Nella categoria: HOME | Analisi testuali

La luna bianca, piumosa, non lasciava che il cielo imbrunisse completamente: per tutta la notte i fiori di castagno biancheggiarono nel verde; scuro era solo il centrisco, nei prati.
I camerieri, al Trinity, dovevano stare a rimescolare come carte da gioco i piatti di porcellana, a giudicare dall'acciottolio che giungeva fino al Gran Cortile. L'alloggio di Jacob era, però, nel cortile Neville, su in cima, ed era con un certo affanno che s'arrivava alla sua porta. Non c'era, comunque. Forse era in sala, a cena. Sarà tutto buio, nel Cortile Neville, molto prima di mezzanotte, ma le colonne di fronte rimarranno bianche, e così anche le fontane. Dà un curioso effetto il cancello, come di un merletto sul verde pallido. Anche dalla finestra si sente l'acciottolio dei piatti, e, per di più, il brusio dei commensali. La sala è illuminata, e le porte a battenti si aprono e si chiudono con un soffice tonfo. C'è chi arriva in ritardo.

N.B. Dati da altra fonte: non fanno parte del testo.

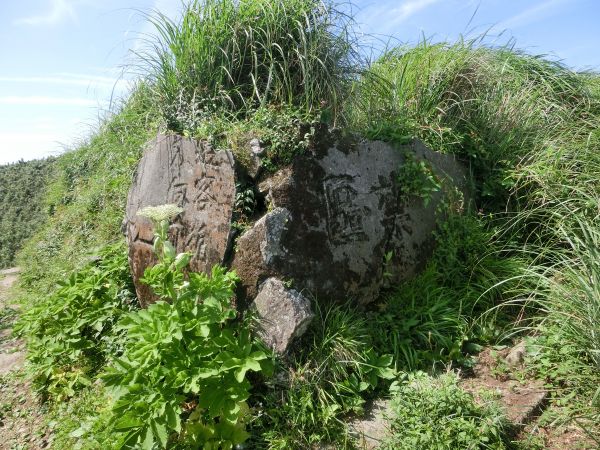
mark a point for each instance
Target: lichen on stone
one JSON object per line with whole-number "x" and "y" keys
{"x": 160, "y": 213}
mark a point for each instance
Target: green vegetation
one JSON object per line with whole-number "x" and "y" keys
{"x": 22, "y": 189}
{"x": 86, "y": 197}
{"x": 72, "y": 333}
{"x": 335, "y": 370}
{"x": 435, "y": 413}
{"x": 228, "y": 58}
{"x": 185, "y": 349}
{"x": 520, "y": 257}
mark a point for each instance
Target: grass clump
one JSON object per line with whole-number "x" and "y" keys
{"x": 228, "y": 57}
{"x": 86, "y": 197}
{"x": 435, "y": 413}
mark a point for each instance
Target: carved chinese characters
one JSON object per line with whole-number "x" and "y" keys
{"x": 195, "y": 177}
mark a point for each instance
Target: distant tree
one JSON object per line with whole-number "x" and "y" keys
{"x": 22, "y": 210}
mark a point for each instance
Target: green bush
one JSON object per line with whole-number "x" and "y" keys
{"x": 335, "y": 370}
{"x": 71, "y": 333}
{"x": 228, "y": 57}
{"x": 434, "y": 318}
{"x": 494, "y": 107}
{"x": 435, "y": 413}
{"x": 182, "y": 374}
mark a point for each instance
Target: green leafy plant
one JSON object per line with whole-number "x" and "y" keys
{"x": 73, "y": 332}
{"x": 182, "y": 375}
{"x": 416, "y": 178}
{"x": 334, "y": 375}
{"x": 435, "y": 413}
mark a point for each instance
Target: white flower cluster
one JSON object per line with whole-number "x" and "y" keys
{"x": 159, "y": 213}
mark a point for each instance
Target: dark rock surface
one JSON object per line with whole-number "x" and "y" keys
{"x": 335, "y": 214}
{"x": 331, "y": 216}
{"x": 283, "y": 314}
{"x": 197, "y": 178}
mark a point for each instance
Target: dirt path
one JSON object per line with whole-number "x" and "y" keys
{"x": 12, "y": 353}
{"x": 22, "y": 421}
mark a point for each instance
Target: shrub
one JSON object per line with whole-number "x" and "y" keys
{"x": 182, "y": 374}
{"x": 435, "y": 413}
{"x": 22, "y": 189}
{"x": 494, "y": 107}
{"x": 227, "y": 56}
{"x": 72, "y": 333}
{"x": 331, "y": 377}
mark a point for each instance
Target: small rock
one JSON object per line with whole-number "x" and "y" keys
{"x": 283, "y": 314}
{"x": 516, "y": 356}
{"x": 371, "y": 429}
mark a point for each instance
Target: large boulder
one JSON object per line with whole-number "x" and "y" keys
{"x": 283, "y": 314}
{"x": 339, "y": 224}
{"x": 192, "y": 175}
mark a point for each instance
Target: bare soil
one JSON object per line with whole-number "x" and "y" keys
{"x": 21, "y": 417}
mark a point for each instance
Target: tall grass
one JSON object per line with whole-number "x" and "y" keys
{"x": 529, "y": 128}
{"x": 227, "y": 56}
{"x": 494, "y": 107}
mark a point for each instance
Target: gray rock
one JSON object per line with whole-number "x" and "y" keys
{"x": 283, "y": 314}
{"x": 345, "y": 211}
{"x": 256, "y": 148}
{"x": 192, "y": 175}
{"x": 516, "y": 355}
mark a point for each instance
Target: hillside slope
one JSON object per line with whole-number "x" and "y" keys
{"x": 22, "y": 211}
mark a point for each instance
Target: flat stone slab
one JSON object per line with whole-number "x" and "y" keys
{"x": 194, "y": 176}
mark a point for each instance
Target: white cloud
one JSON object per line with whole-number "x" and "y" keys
{"x": 385, "y": 16}
{"x": 79, "y": 80}
{"x": 43, "y": 100}
{"x": 530, "y": 15}
{"x": 16, "y": 146}
{"x": 60, "y": 10}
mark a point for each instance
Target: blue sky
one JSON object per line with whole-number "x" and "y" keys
{"x": 61, "y": 61}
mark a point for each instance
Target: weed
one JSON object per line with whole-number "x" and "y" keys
{"x": 416, "y": 178}
{"x": 182, "y": 374}
{"x": 331, "y": 378}
{"x": 227, "y": 57}
{"x": 435, "y": 413}
{"x": 72, "y": 333}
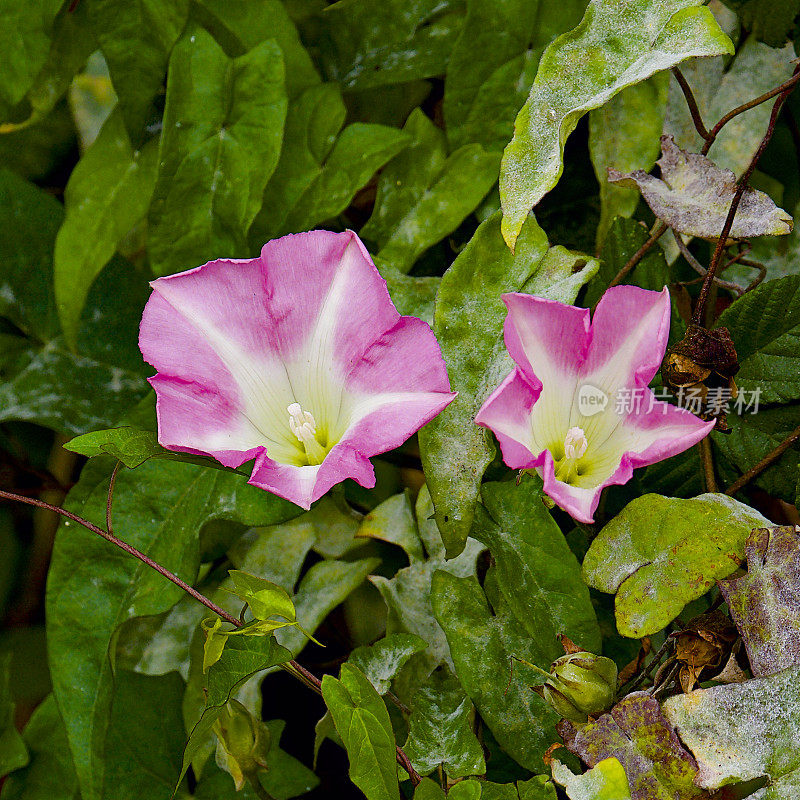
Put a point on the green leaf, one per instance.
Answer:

[...] La stanza di Jacob conteneva un tavolo rotondo e due sedie basse. Un vaso di iris gialle sul caminetto, con una fotografia di sua madre; cartoncini di compagnie con piccole mezzelune, stemmi e iniziali; fogli d'appunti e pipe. Sul tavolo, fogli con i margini rigati in rosso... un saggio, senza dubbio: «Può la storia consistere nelle biografie dei grandi uomini?». [...] E' così inerte l'aria che c'è in una stanza vuota, fa appena gonfiare le tendine. I fiori del vaso hanno un lieve moto, una fibra della poltrona di vimini scricchiola senza che nessuno vi sia seduto.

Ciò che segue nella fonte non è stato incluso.